Neu entwickelte Stähle in der Praxis

Ein Beispiel für höher belastbare Stähle gibt das Braunkohlekraftwerk Niederaußem. Der jüngste Block „BoA 1“ (Braunkohlekraftwerk mit optimierter Anlagentechnik) lieferte seinen ersten Strom im Jahr 2003. Er gilt als der weltweit modernste Braunkohlekessel. Seine Leistung beträgt 1000 MW und der Wirkungsgrad 43 %. Im Vergleich zu den Blöcken A und B, die 1963 starteten, bedeutet dies 13 % weniger Kohlendioxid (CO2), oder, bezogen auf 1000 MW Leistung jährlich 2,9 Mio. Tonnen weniger CO2-Ausstoß. Auch die Staub-, Schwefeldioxid- und Stickstoffoxidemissionen verringern sich um den 13%-Anteil.
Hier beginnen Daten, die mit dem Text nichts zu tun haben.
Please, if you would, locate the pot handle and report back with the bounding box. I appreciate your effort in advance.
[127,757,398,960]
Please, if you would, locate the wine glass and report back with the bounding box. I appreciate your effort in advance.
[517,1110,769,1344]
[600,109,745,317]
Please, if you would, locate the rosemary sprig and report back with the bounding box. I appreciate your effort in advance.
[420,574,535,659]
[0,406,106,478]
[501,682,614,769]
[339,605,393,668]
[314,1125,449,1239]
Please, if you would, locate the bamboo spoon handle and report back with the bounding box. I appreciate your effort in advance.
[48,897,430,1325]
Die höchstbelasteten Dampfleitungsrohre des Blockes BoA 1 bestehen aus dem Stahl E911. Er wurde von Teilnehmern aus 13 europäischen Ländern im Rahmen des COST-Forschungsvorhabens entwickelt. An diesem Projekt war SZMF maßgeblich beteiligt. Hersteller ist Vallourec & Mannesmann Tubes (V&M). E911 mit der Werkstoffbezeichnung X11CrMoWVNb9-1-1 hat bei 610°C eine Zeitstandfestigkeit, die der des konventionellen Kraftwerkstahles 10CrMo9-10 bei 534°C entspricht. Der Temperaturunterschied von 76°C steigert den Wirkungsgrad um 4%-Punkte.
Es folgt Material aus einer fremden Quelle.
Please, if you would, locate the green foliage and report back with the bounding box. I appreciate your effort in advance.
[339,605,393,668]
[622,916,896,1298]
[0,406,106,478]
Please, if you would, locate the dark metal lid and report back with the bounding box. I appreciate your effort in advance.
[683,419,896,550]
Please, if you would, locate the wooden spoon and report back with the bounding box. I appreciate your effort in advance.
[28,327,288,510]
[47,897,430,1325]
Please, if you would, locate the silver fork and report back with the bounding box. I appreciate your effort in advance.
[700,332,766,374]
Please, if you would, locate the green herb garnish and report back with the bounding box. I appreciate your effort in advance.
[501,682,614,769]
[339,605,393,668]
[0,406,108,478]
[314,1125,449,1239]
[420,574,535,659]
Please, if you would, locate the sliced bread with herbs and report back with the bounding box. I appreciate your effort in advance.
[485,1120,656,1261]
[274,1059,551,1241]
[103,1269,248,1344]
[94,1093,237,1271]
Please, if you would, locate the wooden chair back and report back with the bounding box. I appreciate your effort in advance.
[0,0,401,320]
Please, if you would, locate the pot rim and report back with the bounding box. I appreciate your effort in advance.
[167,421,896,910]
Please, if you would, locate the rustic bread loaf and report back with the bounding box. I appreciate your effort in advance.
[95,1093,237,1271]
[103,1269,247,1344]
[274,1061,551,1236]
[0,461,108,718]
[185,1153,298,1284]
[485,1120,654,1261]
Neue Stahl-Bestmarken im Visier

Heute arbeitet SZMF bereits an der Qualifizierung des in Japan entwickelten Stahles P92 (X10CrWMoVNb9-2) für den europäischen Markt. Er ist Vorraussetzung für die neue Generation an ultrasuperkritischen Kraftwerksblöcken mit noch höheren Wirkungsgraden und findet seinen Einsatz in den BoA 2-Blöcken F und G des KW Neurath. Die ehrgeizigen Pläne des Betreibers sind Wirkungsgrade von 48 bis 50 %. Die Entwicklungskompetenz der Mitarbeiter von SZMF geht jedoch deutlich über den Stahlbereich hinaus. Für das Erreichen der 700°C-Marke experimentieren die Forscher in Duisburg mit Nickelbasis-Werkstoffen.